One could argue that it could have been anyone. The late fifties and sixties marked a yield of the old-fashioned artistic community to a new, youthful collection of upstarts. The Carlins and Pryors and Bruces of the world were already starting to kick down the barriers of obscenity and truth. The days of Setup-Punchline were on the way out.
Belushi slammed the door.
A lot of people were doing improv, and his class at Second City was loaded with talents, including Bill Murray and Gilda Radner. But Belushi didn’t operate by the same playbook. He was totally fearless, a hurricane of stream-of-consciousness that would make James Joyce blush. While so many of his predecessors and contemporaries acted like an exhibit on stage, Belushi never treated comedy as a passive action. He attacked the stage with a fury that carried over to television and later film. He’s become a type, with millions of copycats and a number of disciples who made their careers out of being Belushi-like. But the brilliance of Belushi was that he was the only one who could do what he did; no one else could be the Samurai or Bluto or Joliet Jake. Just ask the producers of Blues Brothers 2000. And while Murray turned in a great performance in Ghostbusters, imagine what Belushi would have done as the initial choice for Peter Venkman.

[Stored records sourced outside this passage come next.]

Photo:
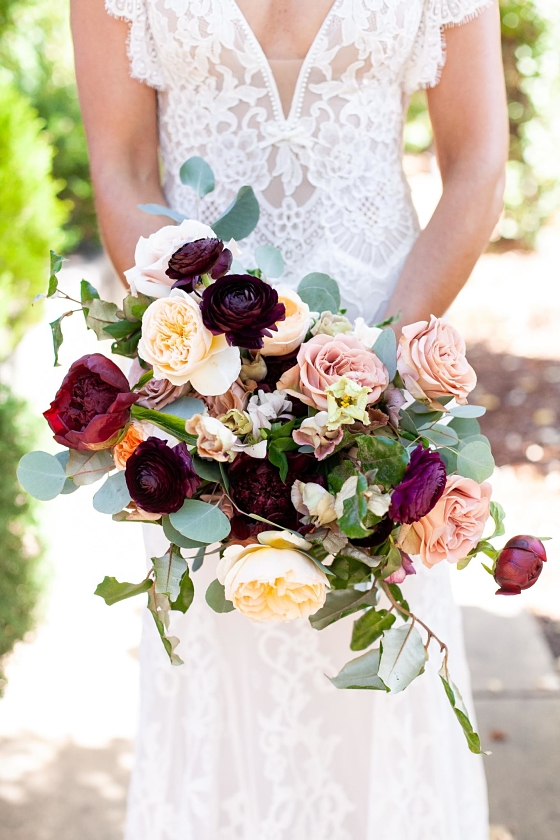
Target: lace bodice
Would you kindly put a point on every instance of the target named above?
(328, 174)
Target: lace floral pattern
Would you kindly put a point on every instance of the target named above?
(248, 740)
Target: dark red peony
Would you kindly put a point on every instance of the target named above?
(159, 478)
(242, 307)
(519, 565)
(203, 256)
(421, 488)
(256, 487)
(92, 406)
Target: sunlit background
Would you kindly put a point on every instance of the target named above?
(68, 664)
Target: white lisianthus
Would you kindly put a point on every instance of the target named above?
(291, 332)
(180, 348)
(152, 255)
(367, 335)
(273, 581)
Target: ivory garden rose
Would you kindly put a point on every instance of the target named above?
(324, 359)
(180, 348)
(432, 362)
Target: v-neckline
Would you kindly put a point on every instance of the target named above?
(303, 74)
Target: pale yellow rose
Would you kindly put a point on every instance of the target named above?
(292, 331)
(266, 583)
(432, 362)
(180, 348)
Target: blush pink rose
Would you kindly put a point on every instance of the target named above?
(432, 363)
(454, 525)
(324, 359)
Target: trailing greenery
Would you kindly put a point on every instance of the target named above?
(19, 547)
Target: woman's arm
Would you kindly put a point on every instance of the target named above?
(469, 118)
(120, 119)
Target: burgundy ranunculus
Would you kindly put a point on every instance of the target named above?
(421, 488)
(203, 256)
(519, 565)
(159, 478)
(92, 406)
(256, 487)
(243, 307)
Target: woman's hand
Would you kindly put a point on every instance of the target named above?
(469, 118)
(120, 119)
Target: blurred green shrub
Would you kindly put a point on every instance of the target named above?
(31, 214)
(19, 547)
(530, 52)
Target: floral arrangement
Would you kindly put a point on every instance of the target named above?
(314, 458)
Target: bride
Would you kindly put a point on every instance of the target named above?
(305, 101)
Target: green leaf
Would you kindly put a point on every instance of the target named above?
(320, 292)
(169, 571)
(113, 495)
(361, 672)
(241, 217)
(475, 461)
(402, 657)
(454, 697)
(370, 627)
(172, 425)
(201, 521)
(41, 475)
(385, 455)
(112, 591)
(340, 603)
(88, 467)
(57, 336)
(216, 598)
(467, 411)
(385, 348)
(160, 210)
(176, 538)
(270, 261)
(186, 594)
(196, 173)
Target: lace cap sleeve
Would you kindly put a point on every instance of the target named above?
(428, 55)
(141, 47)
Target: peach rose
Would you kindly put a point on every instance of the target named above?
(454, 525)
(323, 360)
(136, 433)
(432, 363)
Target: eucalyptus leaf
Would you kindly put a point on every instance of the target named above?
(42, 475)
(475, 461)
(385, 348)
(201, 521)
(270, 261)
(362, 672)
(112, 591)
(113, 495)
(241, 217)
(402, 657)
(160, 210)
(216, 598)
(196, 173)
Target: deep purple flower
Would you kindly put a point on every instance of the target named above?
(92, 406)
(421, 488)
(203, 256)
(243, 307)
(519, 564)
(159, 477)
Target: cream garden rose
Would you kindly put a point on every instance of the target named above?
(432, 362)
(153, 253)
(291, 332)
(273, 581)
(180, 348)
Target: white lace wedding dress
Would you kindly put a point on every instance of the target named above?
(249, 740)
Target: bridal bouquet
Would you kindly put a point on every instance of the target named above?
(311, 459)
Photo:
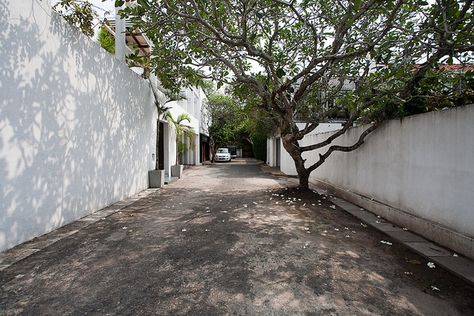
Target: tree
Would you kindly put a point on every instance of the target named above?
(296, 56)
(77, 13)
(106, 40)
(223, 117)
(182, 131)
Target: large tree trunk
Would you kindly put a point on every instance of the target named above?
(292, 147)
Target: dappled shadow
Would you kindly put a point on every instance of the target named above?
(191, 252)
(75, 124)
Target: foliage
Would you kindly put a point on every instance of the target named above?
(106, 40)
(297, 56)
(78, 13)
(223, 117)
(182, 131)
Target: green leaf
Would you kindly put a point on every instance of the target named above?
(280, 73)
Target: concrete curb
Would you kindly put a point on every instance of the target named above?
(458, 265)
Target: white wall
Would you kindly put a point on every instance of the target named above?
(191, 104)
(422, 165)
(77, 127)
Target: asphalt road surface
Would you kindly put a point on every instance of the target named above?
(230, 239)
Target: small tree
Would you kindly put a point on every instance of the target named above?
(224, 118)
(106, 40)
(182, 132)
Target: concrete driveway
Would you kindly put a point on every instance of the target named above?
(230, 239)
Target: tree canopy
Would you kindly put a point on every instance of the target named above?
(297, 56)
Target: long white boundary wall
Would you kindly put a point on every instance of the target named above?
(418, 171)
(77, 127)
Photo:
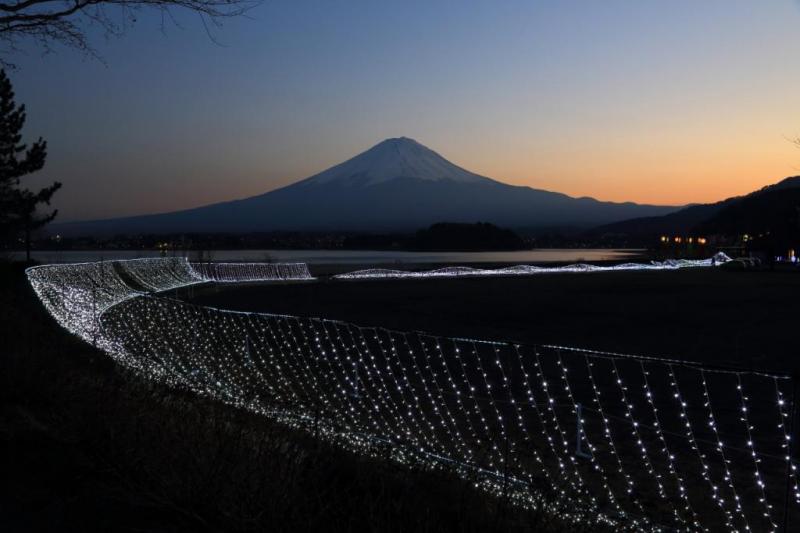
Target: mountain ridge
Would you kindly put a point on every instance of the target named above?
(398, 184)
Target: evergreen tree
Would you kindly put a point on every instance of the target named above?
(18, 206)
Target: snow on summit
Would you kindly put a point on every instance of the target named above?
(394, 158)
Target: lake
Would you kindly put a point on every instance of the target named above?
(355, 257)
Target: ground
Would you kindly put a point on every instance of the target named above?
(742, 319)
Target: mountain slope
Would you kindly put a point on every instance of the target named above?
(396, 185)
(753, 209)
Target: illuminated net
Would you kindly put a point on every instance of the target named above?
(635, 442)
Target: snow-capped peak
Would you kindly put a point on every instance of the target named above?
(399, 157)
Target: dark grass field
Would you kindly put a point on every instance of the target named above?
(87, 447)
(742, 319)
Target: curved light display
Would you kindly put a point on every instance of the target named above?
(634, 442)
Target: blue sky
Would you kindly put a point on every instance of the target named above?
(651, 101)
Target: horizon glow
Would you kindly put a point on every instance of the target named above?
(651, 102)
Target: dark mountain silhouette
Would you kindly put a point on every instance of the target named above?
(751, 213)
(398, 184)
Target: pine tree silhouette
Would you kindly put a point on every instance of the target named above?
(18, 206)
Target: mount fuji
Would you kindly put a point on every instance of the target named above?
(396, 185)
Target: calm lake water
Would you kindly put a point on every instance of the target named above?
(359, 257)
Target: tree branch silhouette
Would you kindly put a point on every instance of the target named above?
(50, 22)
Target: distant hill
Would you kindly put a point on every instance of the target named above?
(480, 236)
(770, 207)
(773, 210)
(397, 185)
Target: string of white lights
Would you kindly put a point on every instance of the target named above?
(244, 272)
(528, 270)
(490, 412)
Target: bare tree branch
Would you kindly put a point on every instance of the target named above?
(50, 22)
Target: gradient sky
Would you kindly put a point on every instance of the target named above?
(669, 102)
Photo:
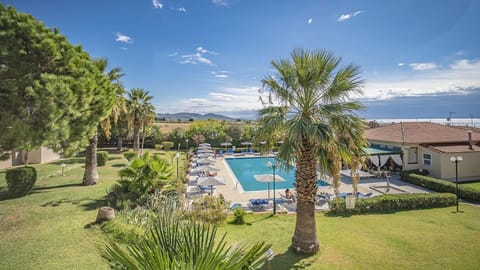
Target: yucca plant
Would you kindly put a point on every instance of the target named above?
(178, 243)
(147, 173)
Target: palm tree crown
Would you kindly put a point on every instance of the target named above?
(141, 110)
(309, 107)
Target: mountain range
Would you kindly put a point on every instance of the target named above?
(184, 116)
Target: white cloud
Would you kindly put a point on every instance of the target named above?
(423, 66)
(220, 2)
(457, 78)
(229, 99)
(157, 4)
(123, 38)
(348, 16)
(220, 74)
(198, 57)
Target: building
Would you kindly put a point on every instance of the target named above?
(428, 146)
(37, 156)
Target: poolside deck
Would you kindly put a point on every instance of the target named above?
(234, 193)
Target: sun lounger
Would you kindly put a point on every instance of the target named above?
(285, 199)
(205, 188)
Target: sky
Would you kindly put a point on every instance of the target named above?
(419, 59)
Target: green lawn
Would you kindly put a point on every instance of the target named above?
(421, 239)
(48, 229)
(475, 185)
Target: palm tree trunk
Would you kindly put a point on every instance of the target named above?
(136, 133)
(120, 143)
(305, 237)
(90, 176)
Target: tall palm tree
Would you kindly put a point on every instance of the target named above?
(140, 108)
(309, 103)
(90, 176)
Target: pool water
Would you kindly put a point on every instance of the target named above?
(245, 169)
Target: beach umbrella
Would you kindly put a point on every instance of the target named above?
(204, 151)
(268, 178)
(205, 161)
(205, 168)
(226, 144)
(211, 181)
(208, 167)
(205, 155)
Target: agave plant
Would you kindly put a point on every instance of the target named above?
(147, 173)
(178, 243)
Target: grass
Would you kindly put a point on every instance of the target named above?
(48, 229)
(422, 239)
(475, 185)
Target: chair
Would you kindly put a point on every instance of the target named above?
(205, 188)
(258, 204)
(285, 199)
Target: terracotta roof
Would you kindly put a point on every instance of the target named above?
(420, 132)
(456, 148)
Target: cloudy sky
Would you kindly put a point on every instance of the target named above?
(417, 57)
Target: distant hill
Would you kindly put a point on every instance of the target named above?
(195, 116)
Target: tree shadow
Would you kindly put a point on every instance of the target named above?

John Belushi died 27 years ago today at the Chateau Marmont in West Hollywood, CA. Seven years in the public eye was all we got. Like Jimi Hendrix, Janice Joplin, and Lord Byron, his self-destruction cut a brilliant life painfully short. But the hard and fast existence is almost fitting for someone of his stature. Just like we avoided Jimi doing life insurance commercials (say it ain’t so, Dennis Hopper), we dodged the bullet of the world’s greatest clown aging to the point where his Joe Cocker impression would result in a dislocated hip. In a way, we can remember Belushi at his absolute, ideally flawed peak. He’s frozen in time, suspended in the air with a bottle of Jack and one eyebrow mischievously raised, exactly the way we would like to remember him. And we can see traces of his work in the Will Ferrells, Sasha Baron Cohens, and Ricky Gervaises of the world.
One man cannot change the world overnight, but he can certainly do a lot in seven years.

In Memoriam. January 24, 1949 - March 5, 1982.